# Practical set-up & Training data

This page will contains materials for the first tutorial session (April 19th).

The learning goals for the first tutorial are:

* preparing the Python requirements for practical exercises in the upcoming tutorials,
* test-running a few lines of code,
* familiarization with a few coding best practices,
* understanding key processing steps and terms of the first building block for training any language model -- the training data.

**Please try to complete the first block of this tutorial sheet (i.e., installation of requirements) AHEAD of the tutorial session**, ideally, while you have a stable internet connection. This way we can try to solve any problems that might have come up with the installation during the tutorial on Friday.

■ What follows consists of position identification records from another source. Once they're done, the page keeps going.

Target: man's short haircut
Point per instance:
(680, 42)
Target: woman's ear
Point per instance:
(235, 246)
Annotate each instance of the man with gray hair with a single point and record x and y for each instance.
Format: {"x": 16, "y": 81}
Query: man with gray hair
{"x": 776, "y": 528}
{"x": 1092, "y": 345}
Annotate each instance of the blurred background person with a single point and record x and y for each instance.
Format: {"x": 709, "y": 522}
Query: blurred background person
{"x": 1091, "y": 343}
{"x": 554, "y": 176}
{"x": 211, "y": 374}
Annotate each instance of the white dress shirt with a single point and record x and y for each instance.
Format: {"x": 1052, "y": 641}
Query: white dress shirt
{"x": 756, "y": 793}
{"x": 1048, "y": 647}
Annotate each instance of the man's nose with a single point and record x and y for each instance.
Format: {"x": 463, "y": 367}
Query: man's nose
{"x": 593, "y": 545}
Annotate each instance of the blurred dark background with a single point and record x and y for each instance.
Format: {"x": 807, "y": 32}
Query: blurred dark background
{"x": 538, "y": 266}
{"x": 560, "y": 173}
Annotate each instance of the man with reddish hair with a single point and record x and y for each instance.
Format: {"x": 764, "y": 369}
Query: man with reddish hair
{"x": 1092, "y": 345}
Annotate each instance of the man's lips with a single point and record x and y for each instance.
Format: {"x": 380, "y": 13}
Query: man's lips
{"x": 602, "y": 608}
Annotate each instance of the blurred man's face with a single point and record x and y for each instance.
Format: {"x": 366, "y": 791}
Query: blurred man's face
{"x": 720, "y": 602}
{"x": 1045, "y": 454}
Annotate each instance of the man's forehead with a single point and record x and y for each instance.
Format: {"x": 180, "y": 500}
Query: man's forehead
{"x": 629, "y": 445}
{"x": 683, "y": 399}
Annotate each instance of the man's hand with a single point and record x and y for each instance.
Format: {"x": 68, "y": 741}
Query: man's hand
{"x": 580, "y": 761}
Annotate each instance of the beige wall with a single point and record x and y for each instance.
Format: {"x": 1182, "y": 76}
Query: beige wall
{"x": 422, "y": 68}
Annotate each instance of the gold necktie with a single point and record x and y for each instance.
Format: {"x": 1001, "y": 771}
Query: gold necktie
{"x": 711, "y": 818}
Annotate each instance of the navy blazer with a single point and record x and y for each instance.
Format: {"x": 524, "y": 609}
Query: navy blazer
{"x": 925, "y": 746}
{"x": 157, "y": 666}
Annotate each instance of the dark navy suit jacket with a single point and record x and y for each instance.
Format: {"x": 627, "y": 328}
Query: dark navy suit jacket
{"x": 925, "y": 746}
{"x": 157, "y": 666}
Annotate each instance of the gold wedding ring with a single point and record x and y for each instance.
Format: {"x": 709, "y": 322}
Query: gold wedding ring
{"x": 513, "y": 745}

## Installing requirements

Throughout the semester, we will use Python, PyTorch and various packages for practical work. Both the in-tutorial exercise sheets and homework will require you to execute Python code yourself.
Please follow the steps below to set up the requirements (i.e., most packages required for completing exercises) that we will use in the course. We will most likely install more packages as we go during the semester, though.

You can do so either on your own machine, or by using [Google Colab](https://colab.research.google.com/). You can easily access the latter option by pressing the Colab icon at the top of the webook's page. Depending on your choice, please follow the respective requirement installation steps below.

### Colab

The advantage of using Colab is that you don't need to install software on your own machine; i.e., it is a safer option if you are not very comfortable with using Python on your own machine. Colab is a  platform provided by Google for free, and it also provides limited access to GPU computation (which will be useful fpor working with actual language models). Using it only requires a Google account.

For using a GPU on Colab, before executing your code, navigate to Runtime > Change runtime type > GPU > Save. Please note that the provided Colab computational resources are free, so please be mindful when using them. Further, Colab monitors GPU usage, so if it is used a lot very frequently, the user might not be able to access GPU run times for a while. 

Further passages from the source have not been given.